C'est tout d'abord l'écriture qui est intéressante.
Ahmadou Kourouma écrivait en français, un français rythmé, ou plutôt saccadé. Cela donne un rythme étrange, singulier, mais prenant. Les expressions, les mots nous surprennent parfois parce que nous les employons moins de ce côté de la Méditerranée.
Certains chapitres ont également un traitement intéressant entre action et souvenir. le personnage ressasse, et vit, suit le fil de ses pensées tout au long de sa journée. C'est le cas pour un des premiers chapitres, centré sur Salimiata, la femme de Fama, le personnage principal. Elle est en pleine insomnie, puis elle se lève, prie, cuisine, va vendre ses produits au marché. Et ce quotidien empli de frustration est entrecoupé de ses traumatismes. Elle se souvient de ce qu'elle a subi, enfant, de la violence des hommes, de celles des femmes…
C'est un livre auquel il faut s'habituer, déjà par les termes et le rythme, mais aussi car il n'y a pas de mise en contexte : il faut s'en saisir. Saisir ce que sont les vieilles légendes, saisir l'Histoire d'un pays hanté par le souvenir de la colonisation, plutôt récente. Un pays délivré, un pays indépendant, mais un pays déraciné.
Des systèmes occidentaux intégrés par le pays se mêlent à la religion, elle même teintée de païen, c'est un melting-pot dans lequel il faut se couler, dans lequel certains personnages se perdent.

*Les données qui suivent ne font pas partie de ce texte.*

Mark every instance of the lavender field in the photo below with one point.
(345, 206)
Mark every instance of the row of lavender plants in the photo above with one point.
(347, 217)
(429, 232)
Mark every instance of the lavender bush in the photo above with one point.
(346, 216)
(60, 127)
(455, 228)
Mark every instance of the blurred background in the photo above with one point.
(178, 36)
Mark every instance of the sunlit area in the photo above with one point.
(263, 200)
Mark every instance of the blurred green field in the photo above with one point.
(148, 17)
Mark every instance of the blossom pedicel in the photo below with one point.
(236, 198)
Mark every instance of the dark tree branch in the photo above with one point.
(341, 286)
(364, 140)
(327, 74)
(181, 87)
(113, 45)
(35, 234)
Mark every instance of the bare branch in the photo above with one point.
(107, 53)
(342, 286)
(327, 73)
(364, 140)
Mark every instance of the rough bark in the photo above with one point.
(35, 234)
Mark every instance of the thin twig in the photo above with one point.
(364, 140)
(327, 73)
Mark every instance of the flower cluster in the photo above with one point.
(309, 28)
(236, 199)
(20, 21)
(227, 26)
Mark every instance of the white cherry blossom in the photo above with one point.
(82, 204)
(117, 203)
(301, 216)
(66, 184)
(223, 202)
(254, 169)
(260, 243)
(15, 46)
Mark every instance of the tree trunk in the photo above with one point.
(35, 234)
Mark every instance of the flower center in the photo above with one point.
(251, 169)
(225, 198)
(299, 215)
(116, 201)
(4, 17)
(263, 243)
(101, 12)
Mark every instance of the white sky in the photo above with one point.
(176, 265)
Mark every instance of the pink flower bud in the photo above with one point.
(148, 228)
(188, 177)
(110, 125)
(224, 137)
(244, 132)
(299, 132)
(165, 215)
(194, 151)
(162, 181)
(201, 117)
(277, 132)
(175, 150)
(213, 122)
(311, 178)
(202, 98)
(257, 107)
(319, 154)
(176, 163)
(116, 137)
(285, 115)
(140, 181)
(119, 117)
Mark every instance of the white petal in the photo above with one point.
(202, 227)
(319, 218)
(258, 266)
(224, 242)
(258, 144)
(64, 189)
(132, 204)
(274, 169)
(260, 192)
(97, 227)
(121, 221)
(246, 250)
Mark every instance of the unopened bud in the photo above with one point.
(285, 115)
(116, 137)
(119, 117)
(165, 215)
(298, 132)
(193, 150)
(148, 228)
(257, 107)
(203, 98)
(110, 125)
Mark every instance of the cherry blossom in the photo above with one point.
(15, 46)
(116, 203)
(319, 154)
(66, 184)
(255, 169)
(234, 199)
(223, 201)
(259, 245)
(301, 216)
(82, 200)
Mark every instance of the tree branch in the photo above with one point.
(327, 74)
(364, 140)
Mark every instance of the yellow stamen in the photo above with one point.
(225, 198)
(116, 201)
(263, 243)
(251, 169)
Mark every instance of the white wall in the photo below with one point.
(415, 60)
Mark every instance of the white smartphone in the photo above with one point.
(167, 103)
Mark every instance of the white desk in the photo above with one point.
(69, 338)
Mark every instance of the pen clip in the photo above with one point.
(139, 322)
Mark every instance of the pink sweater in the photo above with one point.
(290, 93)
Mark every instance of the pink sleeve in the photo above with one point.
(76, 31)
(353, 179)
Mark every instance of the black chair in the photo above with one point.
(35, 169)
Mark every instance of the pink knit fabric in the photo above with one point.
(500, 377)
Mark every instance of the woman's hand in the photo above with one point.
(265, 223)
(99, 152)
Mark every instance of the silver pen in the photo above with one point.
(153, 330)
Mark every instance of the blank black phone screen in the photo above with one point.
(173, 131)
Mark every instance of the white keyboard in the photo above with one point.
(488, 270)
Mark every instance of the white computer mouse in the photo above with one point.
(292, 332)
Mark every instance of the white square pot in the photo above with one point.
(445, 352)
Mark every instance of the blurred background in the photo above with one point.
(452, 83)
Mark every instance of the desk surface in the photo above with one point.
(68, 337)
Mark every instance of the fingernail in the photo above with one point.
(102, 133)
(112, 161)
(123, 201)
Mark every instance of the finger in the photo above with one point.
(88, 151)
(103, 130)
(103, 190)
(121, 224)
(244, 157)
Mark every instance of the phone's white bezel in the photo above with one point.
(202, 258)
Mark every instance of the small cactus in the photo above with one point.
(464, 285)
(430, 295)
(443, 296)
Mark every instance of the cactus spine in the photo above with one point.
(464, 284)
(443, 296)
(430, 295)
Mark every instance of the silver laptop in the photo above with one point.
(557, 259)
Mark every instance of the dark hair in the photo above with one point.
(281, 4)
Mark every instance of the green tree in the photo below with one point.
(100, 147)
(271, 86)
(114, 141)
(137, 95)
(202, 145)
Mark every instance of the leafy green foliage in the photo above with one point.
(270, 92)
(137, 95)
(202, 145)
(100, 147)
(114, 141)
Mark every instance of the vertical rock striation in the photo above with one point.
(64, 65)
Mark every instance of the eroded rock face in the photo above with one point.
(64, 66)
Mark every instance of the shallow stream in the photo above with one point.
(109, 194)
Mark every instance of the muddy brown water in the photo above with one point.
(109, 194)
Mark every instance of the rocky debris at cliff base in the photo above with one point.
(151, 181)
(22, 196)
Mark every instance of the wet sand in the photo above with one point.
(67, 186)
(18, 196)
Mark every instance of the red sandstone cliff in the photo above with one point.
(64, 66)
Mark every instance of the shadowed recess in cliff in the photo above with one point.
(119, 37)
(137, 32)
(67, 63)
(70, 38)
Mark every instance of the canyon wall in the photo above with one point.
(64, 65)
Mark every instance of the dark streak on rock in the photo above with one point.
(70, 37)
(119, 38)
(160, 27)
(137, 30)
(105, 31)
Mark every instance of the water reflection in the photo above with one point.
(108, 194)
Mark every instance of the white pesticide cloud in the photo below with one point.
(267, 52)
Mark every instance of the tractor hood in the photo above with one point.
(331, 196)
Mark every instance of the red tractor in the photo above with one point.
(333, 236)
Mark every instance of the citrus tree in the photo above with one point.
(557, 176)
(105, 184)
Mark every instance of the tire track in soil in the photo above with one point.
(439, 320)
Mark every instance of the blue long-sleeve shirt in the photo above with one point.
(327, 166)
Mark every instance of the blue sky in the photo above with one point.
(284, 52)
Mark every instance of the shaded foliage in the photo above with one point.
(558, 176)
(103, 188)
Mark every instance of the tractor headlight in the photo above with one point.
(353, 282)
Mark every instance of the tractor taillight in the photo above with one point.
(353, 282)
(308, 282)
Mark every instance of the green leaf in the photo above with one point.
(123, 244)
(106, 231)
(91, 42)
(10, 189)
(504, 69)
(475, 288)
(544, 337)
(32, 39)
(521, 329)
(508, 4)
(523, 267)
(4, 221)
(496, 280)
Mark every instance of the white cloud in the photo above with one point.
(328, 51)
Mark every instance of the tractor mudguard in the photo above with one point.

Par les chapitres dédiés à Salimata, on découvre l'horreur de la condition de la femme en
Côte d'Ivoire. Elle est belle, elle est une épouse exemplaire, c'est une bonne travailleuse. Et pourtant, son bon coeur n'attire que les embûches, les thématiques du viol et de l'excisions sont très présentes. Toute l'horreur est montrée dans cette urgence du style de l'auteur qui sied bien à la gravité des propos.